A Review of Exemplar-based Image Completion

##Background Old pictures rots, sometimes scratch appears. Inpainting means to fix the deteriorated areas. This was used to be done by artists, but later with computers, automatic methods was invented, to fill the missing parts of the image.

Firstly, the PDE based algorithms. This class of methods based on pixels, not good at exploiting the higher level informations in an image. Since pixels contains extremely local features, it doesn’t work for large holes.

Exemplar-based methods use patches to find similar contents in the same image, and fill the missing regions with these contents. A higher level features can be expressed by patches, so it works fine for larger holes.

Following is a result of my implementation of an exemplar-based method based on TPAMI’14 paper¹, the image is from another paper².


Input	Mask	Result	Shift-Map

Although patch is a higher level feature than pixel (almost the same level as SIFT if you count the bits), it’s still not enough for complex contents because it doesn’t contain any semantic information. Some artifacts are just not artifacts until you put them in a view of semantics. In other words, the computer would think he works perfectly fine unless he can understand the object he’s dealing with.

For example the bungee result contains some repeated patterns on plants, which is weird for human. While the algorithm does not understand this, he took the repeating of the roof as an evidence that this area has a horizontal structure, which is true. But how could he know that the structure belongs to the man-made roof instead of the natural plants? He just cannot tell without any higher knowledges.

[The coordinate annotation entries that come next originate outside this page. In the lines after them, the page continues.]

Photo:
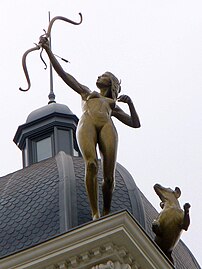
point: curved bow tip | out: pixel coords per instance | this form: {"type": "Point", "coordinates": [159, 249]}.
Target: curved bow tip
{"type": "Point", "coordinates": [81, 17]}
{"type": "Point", "coordinates": [22, 90]}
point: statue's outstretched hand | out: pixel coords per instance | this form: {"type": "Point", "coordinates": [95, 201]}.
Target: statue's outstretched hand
{"type": "Point", "coordinates": [44, 42]}
{"type": "Point", "coordinates": [124, 98]}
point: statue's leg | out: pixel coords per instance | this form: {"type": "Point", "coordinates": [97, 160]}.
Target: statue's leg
{"type": "Point", "coordinates": [87, 140]}
{"type": "Point", "coordinates": [108, 140]}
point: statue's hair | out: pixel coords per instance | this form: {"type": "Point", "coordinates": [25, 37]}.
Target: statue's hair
{"type": "Point", "coordinates": [115, 85]}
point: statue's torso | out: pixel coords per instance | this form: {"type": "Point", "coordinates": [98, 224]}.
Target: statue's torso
{"type": "Point", "coordinates": [97, 108]}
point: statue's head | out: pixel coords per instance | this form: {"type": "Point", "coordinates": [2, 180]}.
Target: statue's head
{"type": "Point", "coordinates": [115, 85]}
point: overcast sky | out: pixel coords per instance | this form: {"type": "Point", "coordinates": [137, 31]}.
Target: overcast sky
{"type": "Point", "coordinates": [154, 47]}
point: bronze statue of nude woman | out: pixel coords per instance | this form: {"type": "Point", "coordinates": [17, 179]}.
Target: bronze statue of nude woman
{"type": "Point", "coordinates": [96, 127]}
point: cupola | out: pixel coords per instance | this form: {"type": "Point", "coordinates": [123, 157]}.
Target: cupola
{"type": "Point", "coordinates": [47, 131]}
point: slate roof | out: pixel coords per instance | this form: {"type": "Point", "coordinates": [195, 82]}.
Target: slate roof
{"type": "Point", "coordinates": [48, 198]}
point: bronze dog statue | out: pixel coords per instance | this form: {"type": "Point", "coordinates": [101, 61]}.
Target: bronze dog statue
{"type": "Point", "coordinates": [171, 220]}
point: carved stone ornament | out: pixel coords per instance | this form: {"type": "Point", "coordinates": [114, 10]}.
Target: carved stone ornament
{"type": "Point", "coordinates": [112, 265]}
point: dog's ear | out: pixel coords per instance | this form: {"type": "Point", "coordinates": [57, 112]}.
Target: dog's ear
{"type": "Point", "coordinates": [177, 192]}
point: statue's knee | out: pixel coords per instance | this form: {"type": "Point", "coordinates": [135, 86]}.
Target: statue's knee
{"type": "Point", "coordinates": [92, 166]}
{"type": "Point", "coordinates": [109, 183]}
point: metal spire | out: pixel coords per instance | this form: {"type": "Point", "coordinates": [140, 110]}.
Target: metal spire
{"type": "Point", "coordinates": [51, 95]}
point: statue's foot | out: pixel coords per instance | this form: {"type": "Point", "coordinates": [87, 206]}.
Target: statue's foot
{"type": "Point", "coordinates": [96, 216]}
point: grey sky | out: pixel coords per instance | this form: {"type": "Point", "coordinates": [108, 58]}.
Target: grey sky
{"type": "Point", "coordinates": [154, 47]}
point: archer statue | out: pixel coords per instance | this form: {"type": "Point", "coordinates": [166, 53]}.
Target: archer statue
{"type": "Point", "coordinates": [96, 127]}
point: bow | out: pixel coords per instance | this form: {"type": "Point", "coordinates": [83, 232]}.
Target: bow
{"type": "Point", "coordinates": [37, 47]}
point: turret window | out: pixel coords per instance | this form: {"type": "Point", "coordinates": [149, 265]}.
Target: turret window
{"type": "Point", "coordinates": [44, 149]}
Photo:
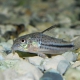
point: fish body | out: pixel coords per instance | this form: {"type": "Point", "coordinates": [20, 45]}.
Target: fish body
{"type": "Point", "coordinates": [41, 44]}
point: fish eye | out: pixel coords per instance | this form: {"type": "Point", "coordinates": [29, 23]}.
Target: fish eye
{"type": "Point", "coordinates": [22, 40]}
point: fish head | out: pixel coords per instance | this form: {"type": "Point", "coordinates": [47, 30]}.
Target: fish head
{"type": "Point", "coordinates": [21, 44]}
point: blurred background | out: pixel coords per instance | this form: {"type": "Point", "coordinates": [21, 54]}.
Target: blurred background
{"type": "Point", "coordinates": [19, 17]}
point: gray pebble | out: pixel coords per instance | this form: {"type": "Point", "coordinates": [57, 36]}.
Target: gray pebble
{"type": "Point", "coordinates": [70, 56]}
{"type": "Point", "coordinates": [63, 66]}
{"type": "Point", "coordinates": [51, 75]}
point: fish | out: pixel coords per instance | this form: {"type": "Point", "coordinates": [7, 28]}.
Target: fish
{"type": "Point", "coordinates": [41, 44]}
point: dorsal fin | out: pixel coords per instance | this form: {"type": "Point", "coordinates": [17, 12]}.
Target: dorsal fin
{"type": "Point", "coordinates": [56, 25]}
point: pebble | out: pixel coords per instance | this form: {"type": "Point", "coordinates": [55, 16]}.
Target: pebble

Thus some problems are just impossible to solve in the patch level. That’s why I’d say the further study of image completion must be on semantics. But that’s the future story, while this post focused on the patch based methods.

##Straightforward method A pioneer’s method is usually straightforward. CVPR’03 paper [Object Removal by Exemplar-Based Inpainting]² used a greedy approach. In each iteration, a patch was selected at the boundary of the missing regions, hence there are pixels in this patch that are already known. These pixels can be used to find the most similar patch which contains all known pixels. Then copy this intact patch to the selected one, and replace the missing pixels.

Greedy

In each iteration some of the missing pixels were filled. By defining priorities based on contour and gradient, this method fill holes from boundary to central part, like peeling an onion.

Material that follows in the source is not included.